Compression level guide
- Maximum (72 dpi, 40% quality) — smallest possible file. Good for sharing documents on screen where sharp detail is not needed. Images will look soft. Can achieve 70–90% reduction on image-heavy PDFs.
- Balanced (120 dpi, 65% quality) — the recommended setting for most use cases. Looks good on screen and prints acceptably. Typically 40–75% size reduction.
- High quality (150 dpi, 82% quality) — near-original appearance. Modest size reduction of 15–40%. Best when the document needs to look sharp when printed.
What changes in the output?
Because each page is rasterised (converted to an image), the output PDF will not have selectable text. All content becomes part of the image. The visual appearance depends on the quality level you choose — at Balanced and above, most documents look very similar to the original on screen.

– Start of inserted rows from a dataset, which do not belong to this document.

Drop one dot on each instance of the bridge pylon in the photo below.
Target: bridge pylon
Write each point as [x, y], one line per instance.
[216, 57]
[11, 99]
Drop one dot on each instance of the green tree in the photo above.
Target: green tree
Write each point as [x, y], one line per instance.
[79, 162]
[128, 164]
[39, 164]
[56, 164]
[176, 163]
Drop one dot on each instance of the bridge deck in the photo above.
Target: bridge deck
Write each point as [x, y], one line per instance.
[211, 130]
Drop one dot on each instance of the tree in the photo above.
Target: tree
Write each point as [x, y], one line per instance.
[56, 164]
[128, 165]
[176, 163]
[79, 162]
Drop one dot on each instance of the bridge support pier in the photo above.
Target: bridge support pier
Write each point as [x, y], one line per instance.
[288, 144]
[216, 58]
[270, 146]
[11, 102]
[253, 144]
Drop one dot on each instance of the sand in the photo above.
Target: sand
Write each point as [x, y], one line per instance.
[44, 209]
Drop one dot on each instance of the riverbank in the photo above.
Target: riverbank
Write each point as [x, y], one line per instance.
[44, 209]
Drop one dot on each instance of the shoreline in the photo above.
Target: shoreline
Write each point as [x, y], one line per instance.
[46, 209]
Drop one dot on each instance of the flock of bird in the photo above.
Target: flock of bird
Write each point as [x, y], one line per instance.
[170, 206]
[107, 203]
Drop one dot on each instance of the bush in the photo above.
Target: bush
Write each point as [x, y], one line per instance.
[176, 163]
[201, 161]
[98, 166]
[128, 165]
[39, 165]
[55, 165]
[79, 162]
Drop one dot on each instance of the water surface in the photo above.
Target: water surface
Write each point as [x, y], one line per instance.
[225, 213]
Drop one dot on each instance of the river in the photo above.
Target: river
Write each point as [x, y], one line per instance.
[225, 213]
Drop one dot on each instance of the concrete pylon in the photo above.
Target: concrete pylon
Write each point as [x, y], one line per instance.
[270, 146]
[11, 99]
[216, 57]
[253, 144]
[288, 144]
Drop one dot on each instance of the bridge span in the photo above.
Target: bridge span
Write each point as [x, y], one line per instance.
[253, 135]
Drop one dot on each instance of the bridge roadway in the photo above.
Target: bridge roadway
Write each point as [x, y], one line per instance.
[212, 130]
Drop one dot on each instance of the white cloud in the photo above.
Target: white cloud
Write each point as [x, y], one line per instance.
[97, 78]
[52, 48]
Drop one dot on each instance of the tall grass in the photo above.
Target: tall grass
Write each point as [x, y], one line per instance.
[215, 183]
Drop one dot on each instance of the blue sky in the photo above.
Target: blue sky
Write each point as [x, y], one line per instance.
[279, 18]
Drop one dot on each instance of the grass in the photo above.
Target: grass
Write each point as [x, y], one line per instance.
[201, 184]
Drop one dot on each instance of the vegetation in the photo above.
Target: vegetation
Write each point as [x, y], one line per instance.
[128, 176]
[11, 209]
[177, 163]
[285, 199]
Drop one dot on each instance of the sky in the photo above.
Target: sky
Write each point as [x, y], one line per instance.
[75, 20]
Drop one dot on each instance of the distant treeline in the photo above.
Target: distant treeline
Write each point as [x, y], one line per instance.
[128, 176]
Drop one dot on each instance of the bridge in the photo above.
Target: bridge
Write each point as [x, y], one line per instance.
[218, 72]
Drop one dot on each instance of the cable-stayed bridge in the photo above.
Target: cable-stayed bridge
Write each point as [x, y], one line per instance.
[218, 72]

What types of PDF benefit most?
- Scanned documents — already images, compress very well.
- PDFs with photos — large JPEG images inside compress significantly.
- Exported reports and presentations — usually contain images that can be re-compressed.
Privacy
Your PDF is rendered and processed entirely in your browser using PDF.js and pdf-lib. Nothing is uploaded to any server at any point.